Architectural Layers and Tips on how to Achieve Architecture Consistency
Along with the Project Manager, Architecture is recognized as one of the most important resources in any IT organization. Yet many IT organizations struggle to define the role of architecture and to apply the architecture principles consistently throughout the life cycle of projects from the conception of business strategy to the IT solution delivery. Though there could be several reasons, the important reason is the inability of IT to reorient itself to structure the architecture roles to deliver the results required in a quickly changing IT landscape. The new paradigm shift towards IT alignment with business for growth makes the case for adaptable architecture framework and structure even more compelling.
One of the core objectives of an architect is to influence the development groups to use the set standards. Sometimes even with properly structured architecture groups the final result can be elusive due to disconnection between architecture and the rest of the development. This can be due to the development resources with outdated skills combined with the lack of organizational focus to train these resources to address the new challenges. Some suggestions mentioned later in this article will help IT organizations to overcome this challenge and can make development groups more attuned with architectural direction.
The presence of several definitions of architects in the IT industry and lack of well defined objectives for each architect role makes it difficult to adopt the architecture consistently. Another challenge is the development of proper job descriptions for the architect.
This article will try to explain the definitions of different architecture types that exist today in the industry and will attempt to establish the relationship between each other. The contents presented in this article can also be used to create a road map for developers to become architects or solution architects to become enterprise architects.
Defining true architecture roles is just the beginning and the true value for IT can only be achieved when these principles are applied consistently. To achieve architecture consistency and to eventually attain the desired maturity, where results are measured and improvements are part of the process, every organization should have a framework in place to identify different tasks to be performed under each of the different types of architectures with a minimal overlap of work yet producing the desired results.
Architecture Layer is a concept where different architectural principles are applied at different stages of methodology to deliver projects of varying complexity and size. Rational Unified Process (RUP) terms and descriptions are used to demonstrate the examples.
Depending on the size and type of the project or any strategic initiative, different skills in the form of strategy planning, software and/or hardware architecture are required. The size of an IT organization will usually dictate the complexity of the project or program, which might require experienced architects and a different set of architectural skills to deliver such projects or programs.
There are several types such as Enterprise Architecture, Systems Architecture, Software Architecture and Solutions Architecture and it is necessary to establish the scope and definitions for each of these types. These relationships are explained through architecture layers and sub-layers, which are depicted in figure 1 and figure 2.

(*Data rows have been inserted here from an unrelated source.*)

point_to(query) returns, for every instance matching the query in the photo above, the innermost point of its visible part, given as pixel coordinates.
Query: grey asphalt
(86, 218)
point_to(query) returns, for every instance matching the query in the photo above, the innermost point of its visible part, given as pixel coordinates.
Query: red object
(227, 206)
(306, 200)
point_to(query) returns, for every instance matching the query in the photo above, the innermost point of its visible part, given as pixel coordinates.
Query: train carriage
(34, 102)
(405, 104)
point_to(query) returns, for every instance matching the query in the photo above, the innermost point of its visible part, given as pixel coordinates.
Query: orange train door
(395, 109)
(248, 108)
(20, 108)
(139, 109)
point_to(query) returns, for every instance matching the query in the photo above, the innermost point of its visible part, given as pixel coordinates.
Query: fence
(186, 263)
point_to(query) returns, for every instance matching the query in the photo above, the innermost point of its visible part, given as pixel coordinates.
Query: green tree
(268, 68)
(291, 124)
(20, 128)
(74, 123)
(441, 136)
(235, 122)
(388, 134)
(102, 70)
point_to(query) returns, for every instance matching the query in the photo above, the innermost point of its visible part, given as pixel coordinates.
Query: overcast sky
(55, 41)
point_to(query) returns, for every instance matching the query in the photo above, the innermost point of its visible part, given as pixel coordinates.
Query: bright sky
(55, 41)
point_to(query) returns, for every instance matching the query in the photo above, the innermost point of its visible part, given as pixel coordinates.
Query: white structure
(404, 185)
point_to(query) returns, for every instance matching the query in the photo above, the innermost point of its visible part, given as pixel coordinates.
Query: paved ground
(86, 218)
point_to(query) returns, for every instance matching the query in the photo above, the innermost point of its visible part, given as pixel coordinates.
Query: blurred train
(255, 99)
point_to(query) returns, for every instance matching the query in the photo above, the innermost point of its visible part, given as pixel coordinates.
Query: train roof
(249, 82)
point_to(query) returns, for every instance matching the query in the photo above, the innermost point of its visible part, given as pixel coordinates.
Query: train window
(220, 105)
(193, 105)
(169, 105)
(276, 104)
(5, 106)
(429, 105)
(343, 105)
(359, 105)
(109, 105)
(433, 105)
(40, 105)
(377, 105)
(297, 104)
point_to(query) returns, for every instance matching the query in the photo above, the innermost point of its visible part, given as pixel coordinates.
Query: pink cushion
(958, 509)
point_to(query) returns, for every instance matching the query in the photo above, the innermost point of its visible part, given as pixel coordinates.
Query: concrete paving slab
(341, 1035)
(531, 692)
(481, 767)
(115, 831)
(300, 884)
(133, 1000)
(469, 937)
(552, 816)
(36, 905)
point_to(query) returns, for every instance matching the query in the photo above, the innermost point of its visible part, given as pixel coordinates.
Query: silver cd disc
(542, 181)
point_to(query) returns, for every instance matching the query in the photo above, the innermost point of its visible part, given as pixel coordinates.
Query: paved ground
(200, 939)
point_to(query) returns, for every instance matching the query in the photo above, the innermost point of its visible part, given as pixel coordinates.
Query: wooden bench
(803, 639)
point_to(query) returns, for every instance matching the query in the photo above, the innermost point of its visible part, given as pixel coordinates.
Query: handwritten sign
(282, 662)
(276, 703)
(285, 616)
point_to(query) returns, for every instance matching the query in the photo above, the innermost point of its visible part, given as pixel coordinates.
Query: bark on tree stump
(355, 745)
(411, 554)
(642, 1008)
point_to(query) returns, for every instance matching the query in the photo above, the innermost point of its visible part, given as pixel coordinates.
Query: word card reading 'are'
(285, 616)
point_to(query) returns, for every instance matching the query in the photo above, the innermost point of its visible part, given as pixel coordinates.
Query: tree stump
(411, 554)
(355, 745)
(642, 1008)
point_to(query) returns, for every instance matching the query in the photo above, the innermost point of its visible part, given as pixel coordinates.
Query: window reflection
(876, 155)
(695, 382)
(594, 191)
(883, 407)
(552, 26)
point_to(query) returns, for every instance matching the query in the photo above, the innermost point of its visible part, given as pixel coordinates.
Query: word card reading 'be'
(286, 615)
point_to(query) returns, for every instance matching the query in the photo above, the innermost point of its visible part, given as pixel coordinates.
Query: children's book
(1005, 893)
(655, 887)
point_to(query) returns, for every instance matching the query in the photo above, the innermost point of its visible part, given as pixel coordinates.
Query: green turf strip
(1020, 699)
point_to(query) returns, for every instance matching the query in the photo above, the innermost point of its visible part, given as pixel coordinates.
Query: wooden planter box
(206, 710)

From a top-down approach in terms of involvement from strategy to technical solution delivery this type of architecture is most important in setting up proper foundation. Though the role existed for some time, the Enterprise Architect is now taking a very important position and playing a crucial role as part of the new alignment of IT with business objectives and goals. The Enterprise Architect typically works with business to define the road map for IT. Also, Enterprise Architect is responsible for defining technology standards for the rest of organization to follow. The resources that will play this role typically consist of working experience with all the rest of the architecture types.
This role falls between Enterprise Architect and Solution Architect but partially involves in the development of a project. The involvement of this role varies with each type of the project; with a much greater involvement for a complex or a large project to minimal or negligible participation for a smaller project. Also, sometimes this role can be supported by either Enterprise Architect or Solution Architect depending on the background of the resource designing the architecture.
System Architecture also requires more involvement with infrastructure than the software design and development itself. Sometimes a typical infrastructure project, which usually requires more database and hardware type of design, may need only System Architect. The resources that evolve in to this role are usually from hardware, security or database areas. Very large organizations may have a dedicated role for this type of architecture requirement. But the objective of the System Architect is the delivery of the software solution or to prepare base for such delivery in the future.